Demerest griff nach dem Funkschalter. »Ich mach das schon.«

Nach der gegenseitigen Identifizierung zwischen Flug Zwei und der Vermittlung New York machte sich Demerest daran, unter abgedecktem Licht eine Mitteilung auf einem Block zu notieren. Die Mitteilung kam von B.V.L. Lincoln International und begann: »Unbestätigte Möglichkeit vorhanden . . .« Als es weiterging, strafften sich die vom Licht beleuchteten Züge Demerests. Am Schluß bestätigte er knapp und zeichnete ohne Kommentar ab.

Demerest gab Harris die Mitteilung weiter, der sie unter dem Licht neben sich las, leise pfiff, und sie über die Schulter an Cy Jordan weiterreichte.

Die Selcal-Nachricht endete: »Empfehlen Rückkehr oder Lan- dung andernorts nach Belieben des Kapitäns.«

Wie beide Kapitäne wußten, war die Frage des Kommandos zu entscheiden. Obwohl Anson Harris heute abend als Kapitän flog und Demerest den Dienst des Ersten Offiziers versah, hatte Deme-rest — als Checkpilot — die größere Autorität, wenn er sie anwenden wollte.

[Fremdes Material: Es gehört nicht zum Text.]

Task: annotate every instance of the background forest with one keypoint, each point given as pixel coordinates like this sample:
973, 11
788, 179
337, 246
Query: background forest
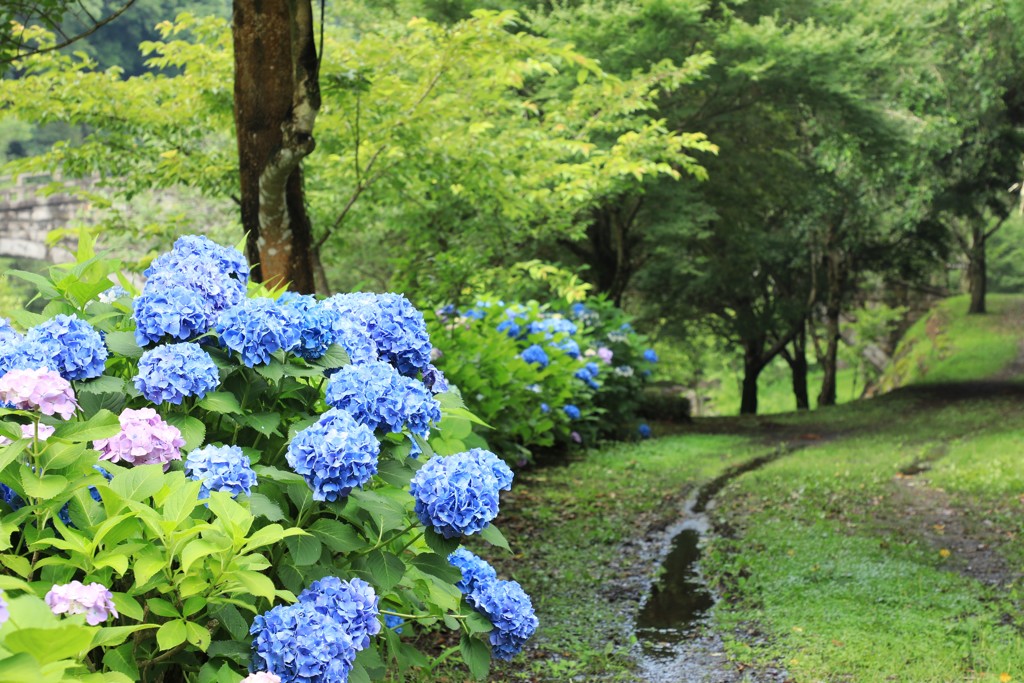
766, 186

Auf Harris' fragenden Blick hin sagte Demerest: »Sie sitzen auf dem linken Platz. Worauf warten Sie?«

Harris überlegte nur kurz und sagte dann: »Wir kehren um, aber in einem weiten, langsamen Bogen, damit die Passagiere nichts merken. Dann lassen wir Gwen Meighen diesen Kerl herausfinden, um den es geht, denn wir können uns in der Kabine nicht sehen lassen, ohne ihn mißtrauisch zu machen.« Er zuckte die Achseln. »Und danach, nehme ich an, spielen wir's nach Gehör.«

»In Ordnung«, sagte Demerest. »Sie kehren um, und ich kümmere mich um die Kabine hinten.« Er drückte auf den Knopf, der die Stewardessen rief, und benutzte das verabredete dreimalige Zeichen für Gwen.

Auf der Radiofrequenz, die er früher benutzt hatte, rief Harris die Flugsicherung an. Lakonisch sagte er kurz: »Hier Trans America Zwei. Wir scheinen vor einem Problem zu stehen. Erbitten Freigabe nach Lincoln zurück und Radar-Vektor von augenblicklicher Position bis Linkoln.« Harris' schnelle Überlegung hatte eine Landung auf Ausweichflughäfen ausgeschaltet. Ottawa, Toronto und Detroit waren, wie ihnen vor dem Abflug schon mitgeteilt worden war, wegen des Sturms für den Luftverkehr geschlossen. Abgesehen davon brauchte die Besatzung von Flug Zwei Zeit, um mit dem Mann in der Kabine, um den es ging, fertig zu werden. Rückkehr nach Lincoln International würde diese Zeit verschaffen.

Er zweifelte nicht daran, daß Demerest zu demselben Schluß gekommen war.

Von der Flugsicherung Toronto, mehr als sechs Meilen unter ihnen, antwortete eine Stimme: »Trans America Zwei, verstanden!« Kurze Pause, dann: »Können jetzt Kehrtwendung links beginnen auf Richtung zwei sieben null. Warten mit Höhenveränderung.«

»Verstanden, Toronto. Wir beginnen Wendung. Am liebsten weit und allmählich.«

»Trans America Zwei. Einverstanden mit weitem Bogen.«

Der Wortaustausch erfolgte in ruhigem Ton, denn sowohl in der Luft als auch am Boden war man überzeugt, daß mit Ruhe am meisten zu erreichen war und am wenigsten durch Dramatisierung und Aufregung. An der Art des Ersuchens von Flug Zwei hatte der Bodenkontroller sofort erkannt, daß Gefahr — wirkliche oder drohende — bestand. In Reisehöhe fliegende Düsenmaschinen kehrten auf ihrem Kurs nicht ohne triftigen Grund plötzlich um. Aber der Kontroller wußte auch, sobald der Kapitän es für erforderlich hielt, würde er offiziell den Notstand erklären und die Ursache dafür mitteilen. Bis dahin belästigte kein Kontroller die Besatzung, die fraglos mit dringenden eigenen Problemen beschäftigt war, mit unnötigen Fragen.